Top civilian in Southern province argues we're exacerbating the problem we're supposedly there to solve.

Matthew Hoh, a former Marine captain with combat experience in Iraq, resigned last month from his position with the Foreign Service, where he was the the senior U.S. civilian in the Taliban-dominated Southern Afghanistan province of Zabul, because he became convinced that our war in that country will not only inevitably fail, but is fueling the very insurgency we are trying to defeat.  Hoh's resignation is remarkable because it entails the sort of career sacrifice in the name of principle that has been so rare over the last decade, but even more so because of the extraordinary four-page letter (.pdf) he wrote explaining his reasoning.

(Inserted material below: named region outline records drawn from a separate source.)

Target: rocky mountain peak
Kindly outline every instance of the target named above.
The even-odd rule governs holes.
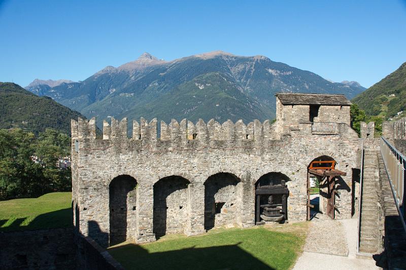
[[[54,87],[55,86],[57,86],[58,85],[60,85],[62,83],[70,83],[74,82],[73,81],[71,81],[70,80],[64,80],[64,79],[61,79],[61,80],[57,80],[56,81],[54,81],[53,80],[40,80],[39,79],[36,79],[33,81],[32,81],[31,83],[25,86],[25,88],[28,88],[30,87],[33,87],[35,86],[37,86],[38,85],[48,85],[50,87]]]
[[[209,59],[216,56],[235,56],[234,54],[229,52],[225,52],[223,51],[213,51],[212,52],[206,52],[198,54],[195,54],[193,55],[196,57],[199,57],[203,59]]]
[[[341,83],[342,83],[343,84],[349,85],[350,86],[354,86],[357,87],[362,87],[361,85],[359,84],[359,82],[356,82],[355,81],[343,81],[342,82],[341,82]]]
[[[163,59],[158,59],[152,54],[145,52],[141,54],[138,59],[132,62],[128,62],[118,67],[120,70],[130,72],[143,70],[146,68],[164,64],[166,61]]]
[[[141,54],[141,55],[140,55],[140,57],[138,57],[138,59],[137,59],[137,60],[148,60],[148,59],[149,59],[149,60],[159,60],[159,59],[158,59],[157,58],[155,57],[155,56],[154,56],[153,55],[152,55],[150,53],[148,53],[147,52],[145,52],[144,53],[143,53],[142,54]]]

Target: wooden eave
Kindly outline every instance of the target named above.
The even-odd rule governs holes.
[[[318,175],[319,176],[347,176],[347,173],[339,171],[338,170],[325,170],[325,169],[309,169],[309,172],[312,175]]]

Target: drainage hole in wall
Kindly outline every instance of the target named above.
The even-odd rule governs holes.
[[[216,203],[216,214],[221,213],[221,209],[225,204],[225,203]]]

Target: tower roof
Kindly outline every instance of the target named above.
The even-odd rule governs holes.
[[[282,104],[302,105],[351,105],[352,103],[343,94],[305,93],[277,93],[275,95]]]

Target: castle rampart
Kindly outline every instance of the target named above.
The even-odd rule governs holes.
[[[347,113],[341,106],[334,109],[339,117]],[[165,233],[252,226],[256,183],[264,176],[270,183],[280,181],[281,175],[288,179],[287,221],[306,220],[308,167],[322,156],[335,160],[346,174],[336,180],[335,217],[350,217],[360,139],[346,122],[349,114],[342,122],[330,116],[334,121],[290,119],[287,124],[277,113],[273,124],[161,122],[159,138],[155,119],[133,121],[127,138],[127,119],[112,118],[111,124],[104,122],[100,139],[94,118],[72,120],[77,227],[107,246],[116,240],[142,243]]]

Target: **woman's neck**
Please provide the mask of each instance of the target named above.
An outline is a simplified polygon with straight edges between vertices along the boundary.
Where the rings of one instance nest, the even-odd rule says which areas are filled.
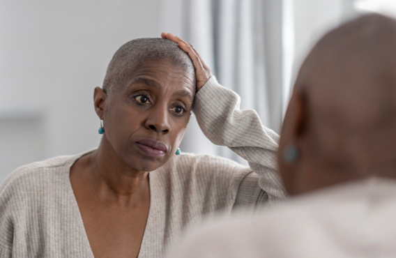
[[[148,172],[128,166],[104,142],[77,160],[81,180],[97,199],[112,208],[134,208],[149,202]]]

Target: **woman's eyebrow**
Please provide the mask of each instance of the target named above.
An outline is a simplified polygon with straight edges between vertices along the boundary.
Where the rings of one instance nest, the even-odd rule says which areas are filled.
[[[194,99],[194,97],[192,96],[191,93],[188,91],[185,91],[185,90],[176,91],[175,91],[174,95],[177,95],[177,96],[181,96],[181,97],[188,97],[188,98],[191,98],[191,100]]]
[[[155,88],[159,88],[160,87],[160,84],[157,82],[155,82],[153,79],[146,79],[146,78],[136,78],[135,79],[133,79],[130,84],[133,84],[135,83],[143,83],[147,86],[151,86],[151,87],[155,87]]]

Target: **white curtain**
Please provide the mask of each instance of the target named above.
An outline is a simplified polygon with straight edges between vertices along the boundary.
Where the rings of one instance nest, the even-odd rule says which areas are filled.
[[[280,4],[265,4],[262,0],[162,0],[161,17],[162,31],[192,44],[218,81],[239,94],[242,109],[255,109],[265,126],[278,132],[282,122],[280,62],[266,66],[271,60],[281,59],[281,33],[273,31],[277,26],[280,29]],[[273,22],[268,31],[264,13]],[[268,33],[273,38],[267,46]],[[270,56],[266,58],[268,51]],[[268,71],[273,73],[269,77]],[[277,80],[279,89],[268,86],[268,82],[276,84]],[[181,149],[247,164],[227,148],[210,142],[194,117]]]

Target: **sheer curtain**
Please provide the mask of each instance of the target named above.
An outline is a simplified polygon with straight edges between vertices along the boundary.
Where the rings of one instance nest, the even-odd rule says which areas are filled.
[[[192,44],[218,81],[239,94],[241,108],[255,109],[266,126],[279,132],[282,89],[275,85],[282,84],[280,1],[162,0],[162,3],[161,29]],[[247,164],[227,148],[210,142],[195,117],[181,149]]]

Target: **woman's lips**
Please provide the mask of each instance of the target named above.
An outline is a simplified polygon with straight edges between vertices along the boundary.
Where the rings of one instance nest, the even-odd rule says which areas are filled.
[[[150,157],[158,158],[165,155],[168,149],[163,143],[153,139],[144,139],[136,142],[137,147],[146,155]]]

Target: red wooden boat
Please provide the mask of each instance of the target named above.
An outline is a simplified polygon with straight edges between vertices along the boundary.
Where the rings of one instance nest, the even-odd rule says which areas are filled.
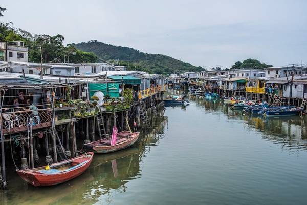
[[[139,138],[139,132],[132,132],[131,133],[127,131],[119,132],[114,145],[111,145],[111,137],[109,137],[84,144],[84,147],[87,150],[99,154],[123,150],[131,146]]]
[[[46,167],[16,170],[23,179],[35,187],[48,186],[64,182],[77,177],[88,168],[94,153],[88,152],[81,156]],[[46,169],[47,168],[47,169]]]

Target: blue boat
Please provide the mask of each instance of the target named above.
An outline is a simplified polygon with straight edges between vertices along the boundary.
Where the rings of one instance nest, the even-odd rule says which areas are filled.
[[[189,102],[188,100],[185,99],[185,96],[166,96],[163,98],[164,101],[164,106],[184,106],[185,104]]]
[[[264,112],[264,113],[268,116],[297,115],[301,110],[300,108],[296,107],[278,109],[268,109]]]
[[[215,93],[209,92],[205,93],[205,98],[209,99],[217,99],[220,98],[220,96]]]
[[[252,114],[260,115],[265,112],[270,110],[283,110],[286,109],[291,109],[296,108],[295,106],[249,106],[247,108],[243,109],[245,112],[250,112]]]

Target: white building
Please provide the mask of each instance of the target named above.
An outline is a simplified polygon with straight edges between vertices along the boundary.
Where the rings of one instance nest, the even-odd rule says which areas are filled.
[[[265,77],[263,70],[253,69],[241,69],[229,70],[229,76],[233,77],[245,77],[247,78]]]
[[[28,62],[28,47],[22,41],[0,42],[0,61]]]
[[[103,71],[124,71],[125,66],[115,66],[106,63],[67,64],[75,67],[75,75],[97,74]]]
[[[292,75],[307,74],[307,69],[298,66],[281,66],[265,68],[266,77],[281,78]],[[286,75],[287,74],[287,75]]]
[[[187,72],[181,75],[184,77],[194,77],[197,76],[197,73],[194,72]]]

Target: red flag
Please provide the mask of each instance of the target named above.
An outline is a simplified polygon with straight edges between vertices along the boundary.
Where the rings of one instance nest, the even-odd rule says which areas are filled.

Hoh's letter should be read in its entirety, but I want to highlight one part.  He begins by noting that "next fall, the United States' occupation will equal in length the Soviet Union's own physical involvement in Afghanistan," and contends that our unwanted occupation combined with our support for a deeply corrupt government "reminds [him] horribly of our involvement in South Vietnam."  He then explains that most of the people we are fighting are not loyal to the Taliban or driven by any other nefarious aim, but instead are driven principally by resistance to the presence of foreign troops in their provinces and villages (click on image to enlarge):


How long are we going to continue to do this?  We invade and occupy a country, and then label as "insurgents" or even "terrorists" the people in that country who fight against our invasion and occupation.  With the most circular logic imaginable, we then insist that we must remain in order to defeat the "insurgents" and "terrorists" -- largely composed of people whose only cause for fighting is our presence in their country.  All the while, we clearly exacerbate the very problem we are allegedly attempting to address -- Terrorism -- by predictably and inevitably increasing anti-American anger and hatred through our occupation, which, no matter the strategy, inevitably entails our killing innocent civilians.  Indeed, does Hoh's description of what drives the insurgency -- anger "against the presence of foreign soldiers" -- permit the conclusion that that's all going to be placated with a shift to a kind and gentle counter-insurgency strategy?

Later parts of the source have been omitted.